この辺はthunkだとやりずらそうなところですね。
redux-sagaのテスト
さて、実際にsagaを実装してみたんですが、割と独自の世界観で成り立っているのは伝わりましたかね? 「癖強いなー」という印象を持ったようであれば、ぼくも同感ですw ただsagaのすごいところは、この癖の強めなコードのテストがめちゃくちゃ書きやすいことです。 ぼくがsagaのいちばんん好きなところと言っても過言ではないです。
sagaのテストにはredux-saga-test-plan
というのを使用するととても楽です。
import { expectSaga } from 'redux-saga-test-plan'
import { call, select } from 'redux-saga-test-plan/matchers'
import { rootSaga } from './sagas'
import { userSelector } from './selectors'
test(`[rootSaga]`, () => {
const payload = { sessionId: 'sessionId' }
return expectSaga(rootSaga)
.provide([
[select(userSelector), {
isLogin: false,
userId: 'userId',
password: 'password',
}],
[call(fetchUser, 'userId', 'password'), payload]
])
.dispatch(tryLogin())
.take(TRY_LOGIN)
.call(fetchUser, 'userId', 'password')
.put(loginAction(payload))
.silentRun()
})
ざっくりですが説明すると、expectSagaに渡すと全てのeffectを擬似的にMockできるというか、呼ばれた順にどんな値で呼ばれたかなどをテストしていけます。 ここでMockしたい関数などが出てきたら、最初にprovideメソッドで返却する値を指定することができます。 これにより、stateがどんな状態なのか、関数がどんな値を返すのかなどをjestのMockなどを1個も使わずに書くことができます。
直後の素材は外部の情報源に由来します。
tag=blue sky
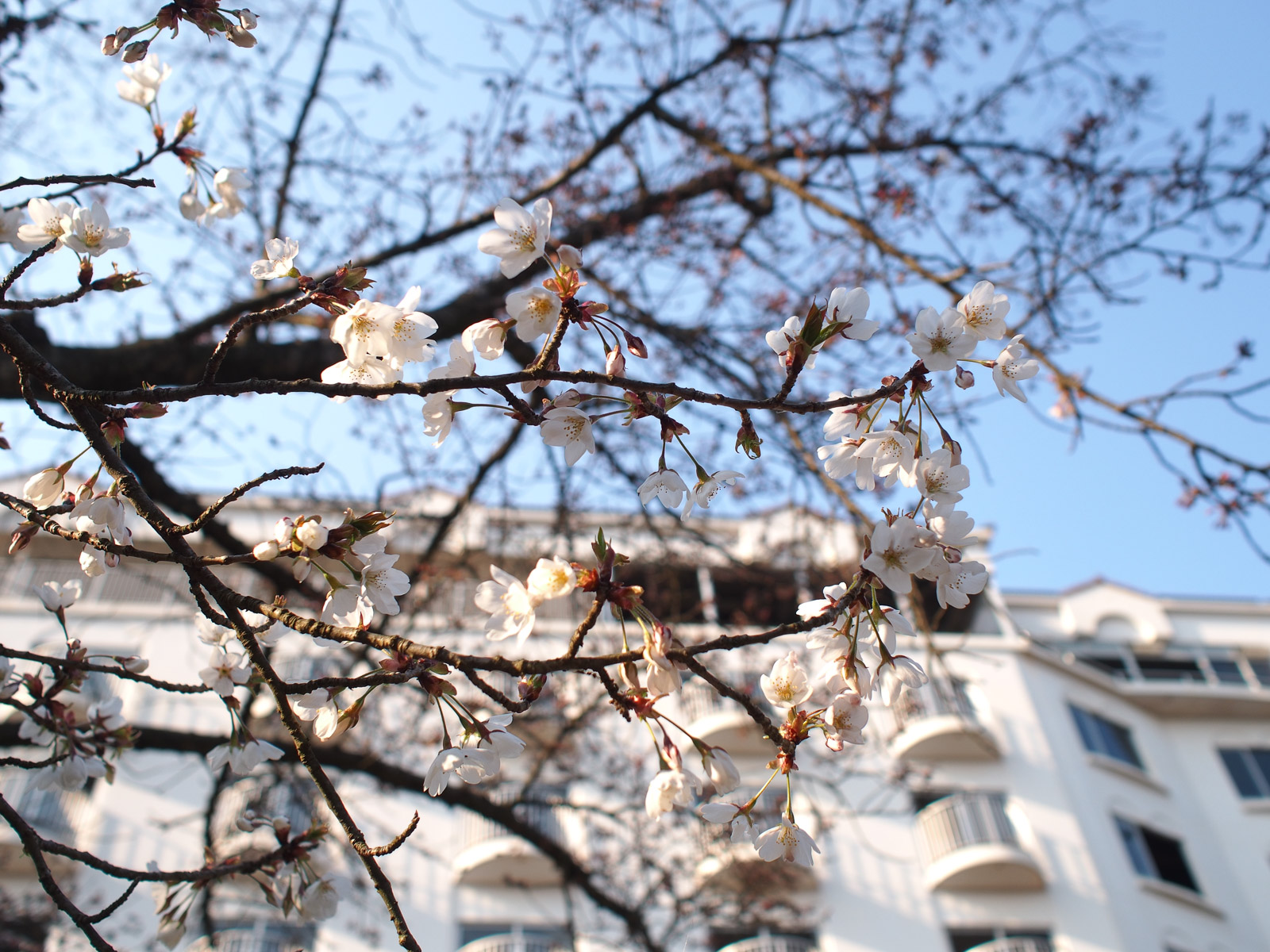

上記の例だとtryLoginしてから実際にloginするまでのシナリオが描かれていますね。 このテストのしやすさも、sagaの強みの一つです。
まとめ
sagaにはraceやdebounce、joinなどユニークな関数がまだまだたくさんあり、まるでJS以外のスケジューリング可能な言語を書いているような感覚にさせてくれる面白いライブラリです。 確かに導入ハードルはthunkなどより高いかもしれませんが、thunkより記述量や抽象実装はしやすいので、thunkで疲れた人にはぜひおすすめです!